Holly Welborn, policy director at ACLU of Nevada, said the reforms her organization is seeking to get passed during the special session don’t even scratch the surface of criminal justice reform needed in Nevada. But she said it would be “more than a disappointment” if legislators did not pass something in the wake of nationwide Black Lives Matter protests.

“The community is demanding action, and if there isn’t action at a time when this group of legislators is convened, that is going to be a failure for the community,” she said.

One of the most discussed potential reforms is a repeal of provisions in SB242 — a bill sponsored by Democratic Senate Majority Leader Nicole Cannizzaro in the 2019 session that, among other things, bars comments police officers make during an internal investigation from discovery in any civil litigation stemming from misconduct. With officers seldom facing criminal charges when people die at the hands of police, removing the provision would make it easier to hold officers accountable civilly.

“They’re definitely open to discussing the problems with the bill,” she said about legislative leaders.
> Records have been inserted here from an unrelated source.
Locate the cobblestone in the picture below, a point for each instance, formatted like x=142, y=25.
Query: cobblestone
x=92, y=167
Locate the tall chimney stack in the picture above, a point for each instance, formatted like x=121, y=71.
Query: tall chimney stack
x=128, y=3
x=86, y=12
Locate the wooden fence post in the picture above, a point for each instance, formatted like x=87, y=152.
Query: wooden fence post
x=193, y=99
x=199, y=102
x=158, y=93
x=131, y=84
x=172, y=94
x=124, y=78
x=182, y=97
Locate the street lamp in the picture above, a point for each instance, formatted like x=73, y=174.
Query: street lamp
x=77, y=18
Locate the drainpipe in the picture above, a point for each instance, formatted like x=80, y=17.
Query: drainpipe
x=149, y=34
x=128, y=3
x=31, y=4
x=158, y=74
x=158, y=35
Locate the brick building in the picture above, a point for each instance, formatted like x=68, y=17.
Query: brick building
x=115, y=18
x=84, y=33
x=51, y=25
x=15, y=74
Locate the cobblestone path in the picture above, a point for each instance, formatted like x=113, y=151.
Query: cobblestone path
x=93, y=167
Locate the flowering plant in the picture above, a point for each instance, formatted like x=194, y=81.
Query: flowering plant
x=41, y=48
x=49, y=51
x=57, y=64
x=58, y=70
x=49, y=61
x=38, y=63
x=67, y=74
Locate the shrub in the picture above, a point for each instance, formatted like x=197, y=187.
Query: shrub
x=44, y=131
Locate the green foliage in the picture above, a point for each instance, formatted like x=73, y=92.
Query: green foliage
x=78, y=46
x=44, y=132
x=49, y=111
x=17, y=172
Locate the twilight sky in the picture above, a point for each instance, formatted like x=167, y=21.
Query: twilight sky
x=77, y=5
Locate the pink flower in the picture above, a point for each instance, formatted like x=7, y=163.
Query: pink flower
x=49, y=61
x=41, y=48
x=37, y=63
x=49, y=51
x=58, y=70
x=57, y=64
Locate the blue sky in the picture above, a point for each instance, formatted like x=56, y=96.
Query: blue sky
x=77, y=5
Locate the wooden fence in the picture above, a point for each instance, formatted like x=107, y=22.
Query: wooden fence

ACLU leaders are also calling for a ban on chokeholds, mandatory collection of data on police activity in Nevada by demographics, and legislation that would mandate independent, rather than internal, investigations into police misconduct.

While the ACLU has signed on in support of a call for repealing the death penalty, Welborn acknowledged that the request was a “heavier lift” and something like banning chokeholds or addressing SB242 is more “low-hanging fruit.”